CAPE TOWN- Early evidence from Covid-19 case studies suggests that survivors may present with a variety of serious neurologic conditions, ranging from “brain fog” to large vessel strokes, or hypoxic brain injuries.
A new research paper, published in The Clinical Neuropsychologist, found that some people who recovered from Covid-19 could struggle to think clearly or experience lingering “brain fog”, which could also lead to post-traumatic stress disorder (PTSD).
The study examined research from past coronavirus outbreaks, such as severe acute respiratory syndrome (SARS) and Middle East respiratory syndrome (MERS). Researchers found that there was a high likelihood of psychiatric symptoms and disorders in Covid-19 survivors, including post-traumatic stress symptoms (PTSS) and post-traumatic stress disorder (PTSD)
PTSD is defined as a condition that can develop after a person has experienced or witnessed a negative alteration, or a traumatic or terrifying event where the person underwent serious physical harm or threat.
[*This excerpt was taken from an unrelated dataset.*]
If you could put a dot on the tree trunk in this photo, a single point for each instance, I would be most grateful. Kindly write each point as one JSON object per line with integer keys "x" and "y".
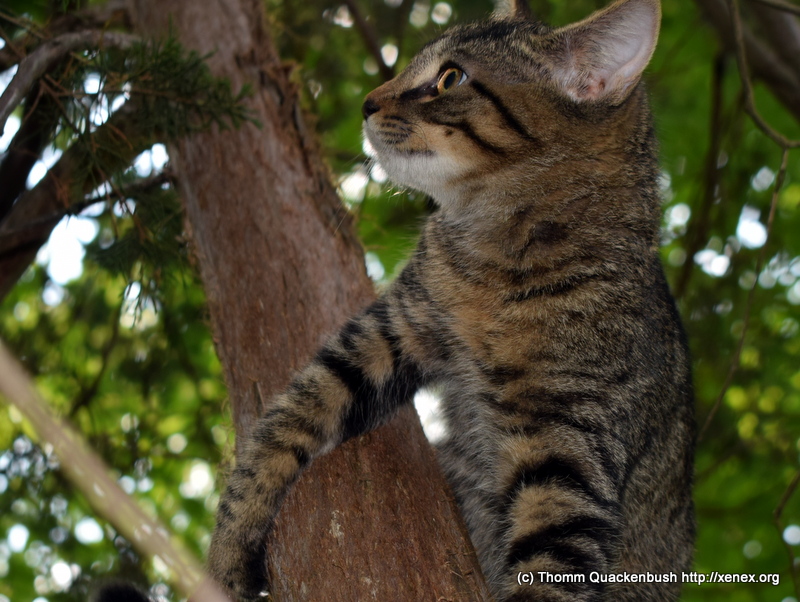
{"x": 282, "y": 268}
A neurologist from University College London, Rachel Brown, said in an interview with Science that doctors are starting to see a class of patients who have reported they struggle to think clearly
After some severe viral infections, Brown says there are “those people who still don’t feel quite right afterward, but have normal brain scans”. Some neurologists and patients describe the phenomenon as “brain fog.” It’s largely a mystery, though one theory suggests it’s similar to a “postviral fatigue related to inflammation in the body,” she said.
Many Covid-19 “long-haulers” have described dozens of symptoms, including many that could have multiple causes, such as fatigue, joint pain, and fever.
The likelihood of a patient developing persistent symptoms is difficult to accurately determine as different studies track different outcomes and follow survivors for different lengths of time. A research study in Italy found that 87% of a patients hospitalized for acute Covid-19 were still struggling with symptoms 2 months later.